Second, there did not seem to be any intelligible basic overview of the activities of the Swedish secret police over the years. This may have been because many documents were stamped Top Secret and were therefore off limits, but there did not seem to be any single institution, researcher or media that had carried out a critical examination of Sapo.

He also noticed another odd thing: there was no bibliography in any one of the books Cortez had found. On the other hand, the footnotes often referred to articles in the evening newspapers, or to interviews with some old, retired Sapo hand.

The book Secret Forces was fascinating but largely dealt with the time before and during the Second World War. Blomkvist regarded P.G. Vinge’s memoir as propaganda, written in self-defence by a severely criticized Sapo chief who was eventually fired. An Agent in Place contained so much inaccurate information about Sweden in the first chapter that he threw the book into the wastepaper basket. The only two books with any real ambition to portray the work of the Security Police were Power Struggle for Sapo and Espionage in Sweden. They contained data, names and organizational charts. He found Magnusson’s book to be especially worthwhile reading. Even though it did not offer any answers to his immediate questions, it provided a good account of Sapo as a structure as well as its primary concerns over several decades.

The biggest surprise was Lidbom’s An Assignment, which described the problems encountered by the former Swedish ambassador to France when he was commissioned to examine Sapo in the wake of the Palme assassination and the Ebbe Carlsson affair. Blomkvist had never before read anything by Lidbom, and he was taken aback by the sarcastic tone combined with razor-sharp observations. But even Lidbom’s book brought Blomkvist no closer to an answer to his questions, even if he was beginning to get an idea of what he was up against.

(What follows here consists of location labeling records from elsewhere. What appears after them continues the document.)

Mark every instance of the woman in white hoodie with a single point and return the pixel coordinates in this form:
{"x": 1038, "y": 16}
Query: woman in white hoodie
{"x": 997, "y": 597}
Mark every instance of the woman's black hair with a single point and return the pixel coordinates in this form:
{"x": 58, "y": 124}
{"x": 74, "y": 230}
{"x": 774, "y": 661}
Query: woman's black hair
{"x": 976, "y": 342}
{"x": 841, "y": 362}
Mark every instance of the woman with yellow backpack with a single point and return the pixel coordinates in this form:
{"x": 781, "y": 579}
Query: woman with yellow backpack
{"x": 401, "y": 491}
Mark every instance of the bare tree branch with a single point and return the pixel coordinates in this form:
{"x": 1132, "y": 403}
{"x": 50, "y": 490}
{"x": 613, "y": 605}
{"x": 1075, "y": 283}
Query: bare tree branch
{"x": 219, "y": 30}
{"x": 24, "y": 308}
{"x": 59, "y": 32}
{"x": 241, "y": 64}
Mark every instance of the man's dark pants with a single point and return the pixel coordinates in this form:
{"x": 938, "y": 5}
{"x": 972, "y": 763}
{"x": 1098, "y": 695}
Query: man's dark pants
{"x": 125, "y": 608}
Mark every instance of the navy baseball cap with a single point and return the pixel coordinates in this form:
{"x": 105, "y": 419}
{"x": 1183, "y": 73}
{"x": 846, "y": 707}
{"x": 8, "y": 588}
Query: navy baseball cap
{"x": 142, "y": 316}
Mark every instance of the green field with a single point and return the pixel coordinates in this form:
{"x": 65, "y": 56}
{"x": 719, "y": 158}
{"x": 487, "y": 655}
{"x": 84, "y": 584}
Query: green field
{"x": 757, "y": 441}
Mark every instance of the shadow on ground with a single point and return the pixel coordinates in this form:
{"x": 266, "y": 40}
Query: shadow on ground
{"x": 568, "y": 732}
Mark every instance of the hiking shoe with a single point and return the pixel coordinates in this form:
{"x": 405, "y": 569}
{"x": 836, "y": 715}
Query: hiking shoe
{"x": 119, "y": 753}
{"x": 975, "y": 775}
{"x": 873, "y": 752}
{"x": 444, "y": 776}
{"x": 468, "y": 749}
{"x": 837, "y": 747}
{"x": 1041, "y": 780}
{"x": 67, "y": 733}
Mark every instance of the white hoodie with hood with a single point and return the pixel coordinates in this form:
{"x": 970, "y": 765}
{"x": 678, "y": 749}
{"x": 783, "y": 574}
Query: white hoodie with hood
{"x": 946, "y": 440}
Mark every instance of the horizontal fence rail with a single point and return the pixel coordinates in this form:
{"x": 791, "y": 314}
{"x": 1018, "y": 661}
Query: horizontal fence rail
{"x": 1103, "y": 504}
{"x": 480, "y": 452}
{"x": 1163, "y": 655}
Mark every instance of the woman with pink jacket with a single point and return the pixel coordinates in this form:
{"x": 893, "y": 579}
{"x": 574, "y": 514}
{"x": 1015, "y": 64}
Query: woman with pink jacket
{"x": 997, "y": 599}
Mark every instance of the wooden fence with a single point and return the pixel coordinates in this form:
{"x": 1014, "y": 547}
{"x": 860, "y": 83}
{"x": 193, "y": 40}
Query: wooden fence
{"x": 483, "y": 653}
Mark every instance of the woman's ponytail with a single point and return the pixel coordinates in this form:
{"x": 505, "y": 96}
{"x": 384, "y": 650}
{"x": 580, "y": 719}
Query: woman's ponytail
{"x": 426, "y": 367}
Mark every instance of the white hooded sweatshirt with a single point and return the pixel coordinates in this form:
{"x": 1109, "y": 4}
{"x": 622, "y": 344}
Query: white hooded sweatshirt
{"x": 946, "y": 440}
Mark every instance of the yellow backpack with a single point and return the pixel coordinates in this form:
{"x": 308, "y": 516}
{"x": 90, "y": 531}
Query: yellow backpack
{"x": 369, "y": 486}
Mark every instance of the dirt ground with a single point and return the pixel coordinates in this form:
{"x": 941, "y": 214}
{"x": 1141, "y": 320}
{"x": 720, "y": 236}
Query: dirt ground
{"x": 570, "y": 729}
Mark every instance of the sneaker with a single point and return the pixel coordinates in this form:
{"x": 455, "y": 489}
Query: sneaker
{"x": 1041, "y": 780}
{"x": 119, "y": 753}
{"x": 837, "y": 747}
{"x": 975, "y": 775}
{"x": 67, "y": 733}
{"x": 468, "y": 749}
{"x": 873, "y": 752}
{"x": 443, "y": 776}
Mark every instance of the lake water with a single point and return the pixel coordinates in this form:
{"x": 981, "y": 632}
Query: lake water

He opened his mobile and called Cortez.

“Hi, Henry. Thanks for the legwork yesterday.”

“What do you need now?”

“A little more legwork.”

“Micke, I hate to say this, but I have a job to do. I’m editorial assistant now.”

“An excellent career advancement.”

“What is it you want?”

“Over the years there have been a number of public reports on Sapo. Carl Lidbom did one. There must be several others like it.”

“I see.”

“Order everything you can find from parliament: budgets, public reports, interpellations, and the like. And get Sapo’s annual reports as far back as you can find them.”

“Yes, master.”

“Good man. And, Henry…”

“Yes?”

“I don’t need them until tomorrow.”

Salander spent the whole day brooding about Zalachenko. She knew that he was only two doors away, that he wandered in the corridors at night, and that he had come to her room at 3.10 this morning.

She had tracked him to Gosseberga fully intending to kill him. She had failed, with the result that Zalachenko was alive and tucked up in bed barely ten metres from where she was. And she was in hot water. She could not tell how bad the situation was, but she supposed that she would have to escape and discreetly disappear abroad herself if she did not want to risk being locked up in some nuthouse again with Teleborian as her warder.

The problem was that she could scarcely sit upright in bed. She did notice improvements. The headache was still there, but it came in waves instead of being constant. The pain in her left shoulder had subsided a bit, but it resurfaced whenever she tried to move.